A lista diária dos leilões públicos de apartamentos suburbanos é pungente: atrás de cada um daqueles anúncios está uma família que nunca foi rica e que agora se encontra entregue à miséria. Não aparecem mansões com piscina nestas listagens. Os magnatas que fogem ao fisco em milhões de euros não vêem as suas contas bancárias penhoradas: mas o cidadão que deva mil e poucos euros vê-se de repente sem hipótese de comprar o pão de cada dia, até que devolva a astronómica soma, ou se suicide, para desonerar o país.

Por conseguinte, o crime não foi o de vivermos acima das nossas possibilidades, mas sim o de nunca termos tido as mesmas possibilidades que continuam a ter os que sempre dominaram tudo. 
O erro do nosso passado foi o de considerarmos que a democracia estava instituída e que as leis eram iguais para todos. 

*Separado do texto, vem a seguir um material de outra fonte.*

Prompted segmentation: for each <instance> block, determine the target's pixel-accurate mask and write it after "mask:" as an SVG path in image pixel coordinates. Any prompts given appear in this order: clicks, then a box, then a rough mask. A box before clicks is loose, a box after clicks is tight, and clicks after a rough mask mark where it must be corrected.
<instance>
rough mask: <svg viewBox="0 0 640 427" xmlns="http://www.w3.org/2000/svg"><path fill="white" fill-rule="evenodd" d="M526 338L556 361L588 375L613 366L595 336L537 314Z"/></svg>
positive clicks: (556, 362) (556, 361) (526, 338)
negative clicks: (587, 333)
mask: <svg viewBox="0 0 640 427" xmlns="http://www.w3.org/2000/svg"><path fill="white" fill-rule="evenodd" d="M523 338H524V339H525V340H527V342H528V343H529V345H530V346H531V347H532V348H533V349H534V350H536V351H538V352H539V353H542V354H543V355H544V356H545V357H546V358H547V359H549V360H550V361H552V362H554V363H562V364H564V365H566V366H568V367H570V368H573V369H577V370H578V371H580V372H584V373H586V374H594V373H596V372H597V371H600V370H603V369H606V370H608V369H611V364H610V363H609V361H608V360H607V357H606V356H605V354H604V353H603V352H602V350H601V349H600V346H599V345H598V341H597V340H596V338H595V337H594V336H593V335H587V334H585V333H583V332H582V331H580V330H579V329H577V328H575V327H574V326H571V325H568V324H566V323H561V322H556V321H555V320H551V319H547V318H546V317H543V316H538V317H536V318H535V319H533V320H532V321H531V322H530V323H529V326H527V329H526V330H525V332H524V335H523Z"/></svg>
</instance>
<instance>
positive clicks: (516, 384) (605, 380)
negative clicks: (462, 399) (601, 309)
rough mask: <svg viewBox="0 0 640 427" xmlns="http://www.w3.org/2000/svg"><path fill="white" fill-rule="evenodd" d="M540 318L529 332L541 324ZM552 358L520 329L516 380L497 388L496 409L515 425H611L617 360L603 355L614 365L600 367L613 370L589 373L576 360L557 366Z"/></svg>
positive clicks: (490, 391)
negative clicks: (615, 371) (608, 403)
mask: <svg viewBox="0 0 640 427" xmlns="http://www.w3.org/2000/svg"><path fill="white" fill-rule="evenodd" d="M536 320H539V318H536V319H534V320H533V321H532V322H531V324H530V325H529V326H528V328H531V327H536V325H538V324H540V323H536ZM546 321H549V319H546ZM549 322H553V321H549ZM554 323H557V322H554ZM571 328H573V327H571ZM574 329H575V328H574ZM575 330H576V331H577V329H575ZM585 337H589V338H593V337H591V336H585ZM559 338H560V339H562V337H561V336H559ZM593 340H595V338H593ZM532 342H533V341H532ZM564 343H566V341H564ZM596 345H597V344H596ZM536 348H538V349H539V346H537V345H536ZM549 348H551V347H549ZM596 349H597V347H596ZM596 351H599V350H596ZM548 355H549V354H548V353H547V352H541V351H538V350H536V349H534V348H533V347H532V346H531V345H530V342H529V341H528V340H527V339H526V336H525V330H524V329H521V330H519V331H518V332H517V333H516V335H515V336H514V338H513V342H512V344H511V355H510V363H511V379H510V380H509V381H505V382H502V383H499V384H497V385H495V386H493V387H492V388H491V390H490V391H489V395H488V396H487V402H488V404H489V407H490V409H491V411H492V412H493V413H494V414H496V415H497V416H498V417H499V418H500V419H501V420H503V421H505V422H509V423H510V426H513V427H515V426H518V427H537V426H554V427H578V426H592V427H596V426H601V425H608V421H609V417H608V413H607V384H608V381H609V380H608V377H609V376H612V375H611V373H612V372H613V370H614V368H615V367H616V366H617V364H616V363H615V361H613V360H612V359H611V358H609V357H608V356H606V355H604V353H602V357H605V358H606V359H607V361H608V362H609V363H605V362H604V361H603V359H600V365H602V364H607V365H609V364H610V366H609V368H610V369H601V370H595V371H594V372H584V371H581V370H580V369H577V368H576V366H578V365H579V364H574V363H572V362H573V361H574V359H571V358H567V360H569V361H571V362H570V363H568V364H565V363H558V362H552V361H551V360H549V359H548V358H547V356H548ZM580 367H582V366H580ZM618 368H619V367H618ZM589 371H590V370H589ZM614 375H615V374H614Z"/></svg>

Entretanto, a vasta multidão de servidores do Estado começou a sentir ligeiramente na carne o ferrão da insegurança, que desde há muitos anos tortura a multidão ainda maior dos trabalhadores do sector privado ou dos pequenos empresários.

Acresce que a protecção corporativa de quem não é funcionário público é nula, pelo que as perseguições e os ataques aos direitos desses trabalhadores são sistematicamente silenciados. 
A sobretaxa do subsídio de Natal não afectará os trabalhadores a recibo verde, pela simples razão de que nesse mundo não existem subsídios de espécie alguma. No mundo dos empresários por conta própria, nem subsídio de desemprego existe. 

Desfeito o passado como ilusório, as pessoas começaram a viver para o presente, acreditando que, com empenho e fé, o futuro poderia resgatar os erros de outrora e as agruras de agora. 

Mas, feitas as despedidas à troika, o discurso dos ‘sacrifícios’ prossegue, e a vingança governamental face aos chumbos do Tribunal Constitucional anuncia-se como sobrecarga de impostos – ou seja, nova martirização dos mais martirizados: aqueles que vivem do ‘empreendedorismo’, tão gabado em teoria e tão desprezado na prática.

Despojadas de passado, presente e futuro, as pessoas animalizam-se: tornam-se sobreviventes do instante, sem contemplações éticas de espécie alguma. 

O discurso catastrófico em curso não baixa apenas a qualidade de vida, mas também e sobretudo a qualidade da alma dos portugueses, acentuando-lhe a cobardia, que é a mãe de todas as infâmias, e nunca produziu senão pobreza, injustiça e infelicidade.